Colette patterns’ latest design changed my mind and encouraged me to try working with jersey and I have to say, I was more than pleased with the results.
I would add that having my own overlocker and array of stretch and twin needles really helped.
The Moneta pattern, as with all of the Colette patterns that I have used so far, is beautifully designed and easy to follow. It was my first experience of buying a paper pattern from Colette. I have previously opted for the downloadable PDFs, for ease and convenience, but having recently found a UK stockist and I don’t think I will be going back. Apart from not having to print out and construct the huge jigsaw puzzle from the PDF, the physical patterns are just beautiful. They come with a gorgeous booklet, with the pattern pieces tucked into the back pocket.
I had some teal medium weight jersey in my fabric stash and decided the dress would look great in that. I opted for the longer sleeve dress as am blessed with the joys of air conditioning at work!
The teal jersey was actually quite stable and easy to work with so cutting out the pattern pieces was no problem, once the cat was out of the way! I did try, once again, to use my rotary cutter and mat but I am just not a fan – I much prefer the pinning and cutting method. I can’t seem to get a smooth cut with the rotary blade and always end up going over and over the same area and having to cut bits with scissors eventually. It also doesn’t help that I am left handed and my cutter is right handed so I can’t see the blade properly. So until I buy a left handed version, shears it is!
The pattern was very easy to use and I had the bodice made in no time. I made a schoolgirl error when it came to inserting the pockets into the skirt though. I didn’t overlock the pieces separately first and waited until the pockets were in, leading to me cutting a slight chunk out of one of pockets with the serger blade. Not a massive drama as it wasn’t on the skirt side and was easily fixed with some darning.
Next came the challenge of inserting the elastic into the waistband.
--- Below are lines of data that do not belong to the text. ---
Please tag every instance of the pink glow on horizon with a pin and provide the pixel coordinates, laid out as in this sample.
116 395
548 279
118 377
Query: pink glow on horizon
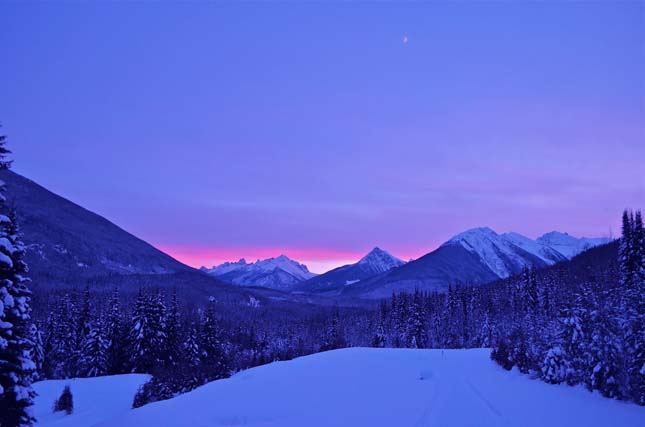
316 260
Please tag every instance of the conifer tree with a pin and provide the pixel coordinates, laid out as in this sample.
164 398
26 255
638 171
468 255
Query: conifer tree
95 361
212 349
16 367
173 327
114 335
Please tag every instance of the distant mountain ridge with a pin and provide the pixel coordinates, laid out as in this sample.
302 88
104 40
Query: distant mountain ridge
376 262
476 256
275 273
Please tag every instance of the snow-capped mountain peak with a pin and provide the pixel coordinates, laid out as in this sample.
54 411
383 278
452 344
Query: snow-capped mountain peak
280 272
379 260
568 245
506 254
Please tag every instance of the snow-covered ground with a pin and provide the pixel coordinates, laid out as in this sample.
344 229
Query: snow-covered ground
95 399
378 387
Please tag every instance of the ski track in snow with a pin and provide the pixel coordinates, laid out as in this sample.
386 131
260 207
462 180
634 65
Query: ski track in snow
359 387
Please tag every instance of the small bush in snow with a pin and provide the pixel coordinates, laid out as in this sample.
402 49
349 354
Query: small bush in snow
65 402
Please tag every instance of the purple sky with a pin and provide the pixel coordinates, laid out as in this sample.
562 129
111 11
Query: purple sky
220 131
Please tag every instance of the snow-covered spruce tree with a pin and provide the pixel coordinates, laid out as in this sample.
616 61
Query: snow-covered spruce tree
632 312
157 329
213 357
416 323
139 336
173 333
37 354
65 402
115 336
555 366
572 342
333 337
380 337
190 348
16 367
64 353
95 361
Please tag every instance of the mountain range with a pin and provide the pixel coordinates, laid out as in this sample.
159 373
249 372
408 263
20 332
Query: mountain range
68 245
376 262
476 256
275 273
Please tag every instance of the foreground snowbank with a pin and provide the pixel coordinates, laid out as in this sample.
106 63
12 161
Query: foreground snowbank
95 399
384 387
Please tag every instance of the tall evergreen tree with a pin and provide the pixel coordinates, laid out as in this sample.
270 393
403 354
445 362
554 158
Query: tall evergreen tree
173 328
213 357
16 367
115 336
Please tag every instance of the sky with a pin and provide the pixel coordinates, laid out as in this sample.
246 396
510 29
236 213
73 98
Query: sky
217 131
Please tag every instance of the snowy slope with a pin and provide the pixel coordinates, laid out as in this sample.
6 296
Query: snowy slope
95 399
276 273
506 254
567 245
377 261
384 388
474 257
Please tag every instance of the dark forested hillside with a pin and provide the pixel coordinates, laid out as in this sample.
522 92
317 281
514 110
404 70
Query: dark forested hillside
65 241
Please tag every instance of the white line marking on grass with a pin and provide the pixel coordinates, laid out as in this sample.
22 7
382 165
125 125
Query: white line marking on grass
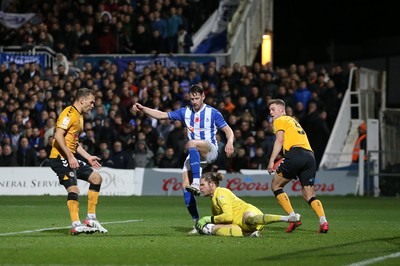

I have to say, this part was really tricky at first and I did have to consult my sewing books, youtube and google before I got it right.
I couldn’t get the fabric and elastic to move through the machine at first, leading to a clump of stitches on top of each other and lots of time with the seam ripper! I then decided to use the overlocker and see if that helped – it did not! I ended up cutting into the top of the skirt by nearly a centimetre
After the initial horror of having ruined my dress died down, I realised I could just take off a centimetre from the top of the entire skirt and reduce the hem slightly.
Phew, crisis averted! So, after three unsuccessful attempts and lots of unpicking and ruined elastic, I finally found the technique to use. I hand-sewed the elastic into the waistband at eight even points and then after securing the first couple of stitches under the machine, you need to hold the back of the fabric (behind the needle) as well as holding the first hand-sewn point and stretch out the elastic and fabric so that it lays flat and fits into the skirt. Hold tight and don’t let go and sew slowly. You really need to guide/pull the fabric through from the other side of the machine.
This video tutorial helped me immensely from FashionSewingBlogTV.
Once that was done, it was all plain sailing for the rest of the dress.
I love the fact that each new sewing project teaches me new skills to use.
Things I have learned from this project:
Since getting some great feedback on the dress, I then decided to make it again with some beautiful dove grey lighter-weight jersey that I bought online from Guthrie Ghani. It was much easier to make the second time round and I whizzed through inserting the elastic like a dream.